DEV Community

Discussion on: The broken promise of static typing

Collapse
 
joelbennett profile image
Joel Bennett

This is interesting. I'm normally of the static typing camp, but I get it. It's one thing to write code that a computer can understand, and it's a whole other thing to write code that another person can understand. More easily understood code = less chance for bugs.

When I first started programming, it was in C++. I then learned Java in college, as well as VB.Net and C#. My first few programming jobs were .Net, and now I'm working in Python. Every once in a while I'll fire up Visual Studio at home, and do a little C#, and the difference between it and Python is quite interesting. I'm definitely not working on the same kind of projects between work (Python) and home (C#), but there's some things that I really wish were easier in .Net. For example, to make an HTTP web request in Python is maybe - maybe - half a dozen lines. The same thing in C# is probably 1.5x to 2x as much code. Same sort of deal for something like reading/writing a file.

That being said, there's some definite proverbial rat's nest code that I've seen in Python. All the manual type checking in the world won't save you from bugs if you aren't being smart about things.

I wonder how much of this is also the experience of the programmers. I don't really know any Go, Scala, Haskell, or Erlang programmers. Perhaps these languages attract a more mature programmer? I wonder if that Stack Overflow data would should a correlation between languages used and years spent programming...

Collapse
 
danlebrero profile image
Dan Lebrero

Hi Joel,

In Rich Hickey's terms, I would say Python is an easy but not simple language.

Also, a lot of people seems to miss it, but Go is a static typed language. So maybe it is not about dynamic vs static, maybe it complex vs simple.

I would recommend to watch Rob Pike and Rich Hickey presentations that I link in the article.

Thanks for reading!

Daniel

Collapse
 
theodesp profile image
Theofanis Despoudis

I like Python. The main problem with Python is though that although it favors simplicity
"Simple is better than complex." most of the time you end up with anti-patterns and complex code.

It assumes that we are all responsible programmers and we are not messing about.

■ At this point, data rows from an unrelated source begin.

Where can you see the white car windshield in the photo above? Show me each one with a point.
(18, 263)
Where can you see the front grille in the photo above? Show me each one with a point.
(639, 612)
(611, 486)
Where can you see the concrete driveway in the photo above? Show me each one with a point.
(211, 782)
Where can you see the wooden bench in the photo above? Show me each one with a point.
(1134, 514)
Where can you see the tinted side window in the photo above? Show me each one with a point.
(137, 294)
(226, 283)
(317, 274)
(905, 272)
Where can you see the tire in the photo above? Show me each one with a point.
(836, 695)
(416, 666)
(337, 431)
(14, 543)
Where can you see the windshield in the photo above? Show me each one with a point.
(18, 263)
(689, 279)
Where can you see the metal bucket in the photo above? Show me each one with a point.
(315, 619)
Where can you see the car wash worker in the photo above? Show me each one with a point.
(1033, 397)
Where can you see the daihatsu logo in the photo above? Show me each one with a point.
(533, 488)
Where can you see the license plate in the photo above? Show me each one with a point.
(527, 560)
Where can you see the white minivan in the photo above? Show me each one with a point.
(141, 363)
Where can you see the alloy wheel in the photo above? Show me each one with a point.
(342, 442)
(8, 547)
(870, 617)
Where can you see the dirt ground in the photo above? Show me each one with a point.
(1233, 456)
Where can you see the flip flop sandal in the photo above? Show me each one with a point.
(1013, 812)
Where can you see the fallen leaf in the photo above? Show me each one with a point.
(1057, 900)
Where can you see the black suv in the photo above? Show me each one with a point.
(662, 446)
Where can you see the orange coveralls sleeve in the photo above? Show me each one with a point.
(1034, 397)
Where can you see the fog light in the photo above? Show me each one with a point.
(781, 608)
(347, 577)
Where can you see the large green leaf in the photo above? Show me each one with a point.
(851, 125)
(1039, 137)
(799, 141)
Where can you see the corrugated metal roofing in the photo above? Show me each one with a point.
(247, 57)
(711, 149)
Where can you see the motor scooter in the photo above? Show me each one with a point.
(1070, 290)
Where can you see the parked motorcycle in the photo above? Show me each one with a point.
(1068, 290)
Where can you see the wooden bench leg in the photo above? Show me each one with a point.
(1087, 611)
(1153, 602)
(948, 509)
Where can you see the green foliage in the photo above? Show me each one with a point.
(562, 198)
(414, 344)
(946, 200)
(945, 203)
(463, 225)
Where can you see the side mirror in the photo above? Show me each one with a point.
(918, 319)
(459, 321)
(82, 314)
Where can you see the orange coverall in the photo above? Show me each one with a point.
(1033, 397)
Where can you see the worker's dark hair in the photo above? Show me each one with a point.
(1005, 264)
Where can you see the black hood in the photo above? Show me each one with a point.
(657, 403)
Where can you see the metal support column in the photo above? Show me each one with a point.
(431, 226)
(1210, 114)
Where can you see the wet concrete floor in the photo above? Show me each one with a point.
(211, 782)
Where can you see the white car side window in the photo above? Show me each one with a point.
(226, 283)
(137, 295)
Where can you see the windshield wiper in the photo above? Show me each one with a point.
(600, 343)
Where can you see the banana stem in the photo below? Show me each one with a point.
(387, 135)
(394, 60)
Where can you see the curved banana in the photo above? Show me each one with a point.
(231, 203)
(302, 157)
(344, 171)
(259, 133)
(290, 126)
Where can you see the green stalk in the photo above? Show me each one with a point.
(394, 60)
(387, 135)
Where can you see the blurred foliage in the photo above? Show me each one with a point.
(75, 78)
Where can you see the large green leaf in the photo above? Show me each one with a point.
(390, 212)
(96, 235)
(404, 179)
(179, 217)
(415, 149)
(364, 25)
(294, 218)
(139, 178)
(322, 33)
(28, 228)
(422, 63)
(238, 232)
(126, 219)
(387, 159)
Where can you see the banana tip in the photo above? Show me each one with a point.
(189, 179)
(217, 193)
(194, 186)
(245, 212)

In practice I've seen a lot of times this gets violated in favor of convenience.

Collapse
 
bbttss profile image
bbttss

Hey, regarding calling REST API from C# take a look at DalSoft.RestClient

dynamic client = new RestClient("http://jsonplaceholder.typicode.com");

await client.Users.Get();
Enter fullscreen mode Exit fullscreen mode

or try using HttpClient

var httpClient = new HttpClient();
var content = await httpClient.GetStringAsync(uri);
return await Task.Run(() => JsonObject.Parse(content));
Enter fullscreen mode Exit fullscreen mode

Hope it helps!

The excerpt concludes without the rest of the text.